Corsica is shaken by protests

The French Mediterranean island has not calmed down since a jihadist in prison critically injured the Corsican nationalist Yvan Colonna eight days ago. Colonna is serving a life sentence for a politically motivated assassination.

The anger of Corsica’s nationalists erupted in the streets of Ajaccio.

Pascal Pochard-Casabianca / AFP

For a week now there have been demonstrations in the Corsican cities of Corte, Bastia, Calvi and Ajaccio almost every evening. Violent clashes erupted between young protesters and law enforcement. The reason for the displeasure is an incident in the Arles prison in southern France. There, a 35-year-old man convicted of terrorism, who was extradited to France after his arrest in Afghanistan, attacked 61-year-old Corsican Yvan Colonna in the gym. The reason given by the perpetrator was that Colonna had insulted him with blasphemous remarks. The jihadist then tried to strangle the older fellow prisoner. Colonna has been sentenced to life imprisonment for his role in the 1998 assassination of French Prefect Claude Érignac. He’s been in a coma since the attack.

France’s prison authorities consider the Corsican nationalist Colonna to be particularly dangerous. As a result, like 350 other prisoners who are classified as DPS (“détenus particulièrement signalés”), he should have been particularly closely monitored. That another prison inmate known for his violent behavior came into contact with Colonna unobserved raises questions. They are now to be clarified in an administrative and judicial investigation. For Colonna’s sympathizers and his family members, however, it is already clear that the authorities bear some responsibility because of their carelessness or negligence. Attorneys for the Colonna family have filed a lawsuit.

Frustrated middle school students

The Corsican separatists, who have been protesting on the streets for more than a week, accuse the French state of “murder”. Colonna’s requests to be transferred from Arles to a prison in Corsica were regularly rejected with reference to the prisoner’s great risk of escaping. Corsica’s nationalist movements have long demanded that those convicted of political offenses or crimes should be allowed to serve their sentences in Corsica.

Although most Corsicans reject violent actions against people and especially the attack on the then prefect Érignac, Colonna now becomes a symbol or even a martyr of the Corsican cause. However, this only partially explains the motivation of the mostly very young demonstrators. For them, the riots also seem to be a way to vent a pent-up feeling of disrespect. According to the police, who complained that many of their ranks were injured, those arrested were mainly middle school students, many as young as 14.

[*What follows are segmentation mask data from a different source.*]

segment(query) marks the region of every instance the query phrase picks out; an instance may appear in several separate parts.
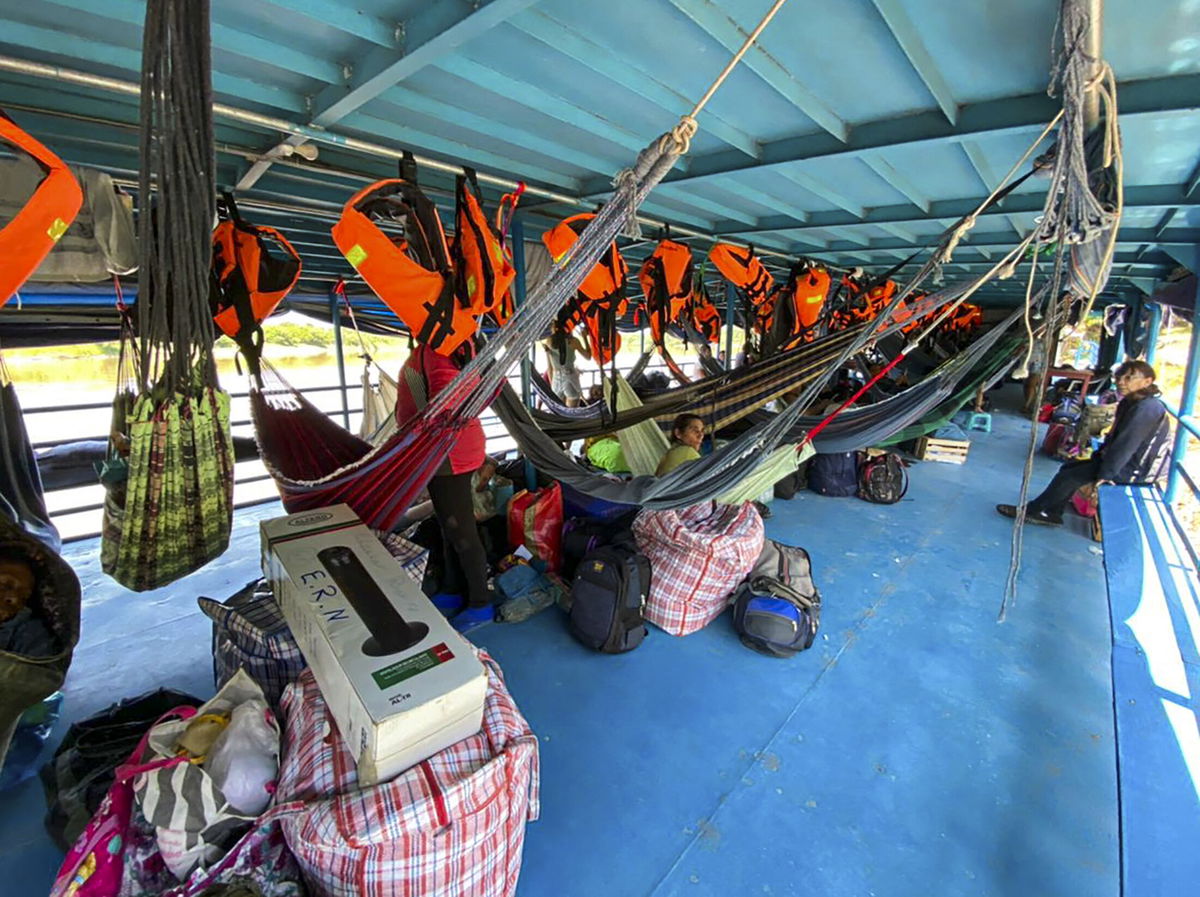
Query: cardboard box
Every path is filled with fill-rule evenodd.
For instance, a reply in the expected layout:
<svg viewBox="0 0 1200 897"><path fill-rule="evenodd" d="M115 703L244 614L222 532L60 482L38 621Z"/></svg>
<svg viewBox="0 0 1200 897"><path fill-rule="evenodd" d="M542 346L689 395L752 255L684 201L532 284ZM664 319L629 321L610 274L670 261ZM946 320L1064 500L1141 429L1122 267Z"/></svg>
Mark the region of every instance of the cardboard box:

On Wednesday evening, the already very violent riots of the previous days escalated. In Corsica’s capital Ajaccio, demonstrators broke into the Palace of Justice. They set fire there, but it was quickly extinguished. Others stole a bulldozer, which they used to demolish a bank branch. The fact that masked people threw not only stones and steel balls but also Molotov cocktails at the law enforcement officers, who in turn used tear gas and shock grenades, indicates that the violent attacks were planned.

deceptive calm

From the 1970s onwards, the Front de liberation national corse (FLNC) carried out numerous bomb attacks against tourist real estate projects and state institutions. After the FLNC split in 1990, the nationalists took their fight to assert Corsican special interests to the political stage. Ever since an alliance of moderate autonomy movements led by Gilles Simeoni won the regional elections to the Assemblée de Corse and governed the island in 2015, there has been calm on the “Île de beauté”, as Napoleon’s home island is also known. As it turns out, it was a deceptive calm.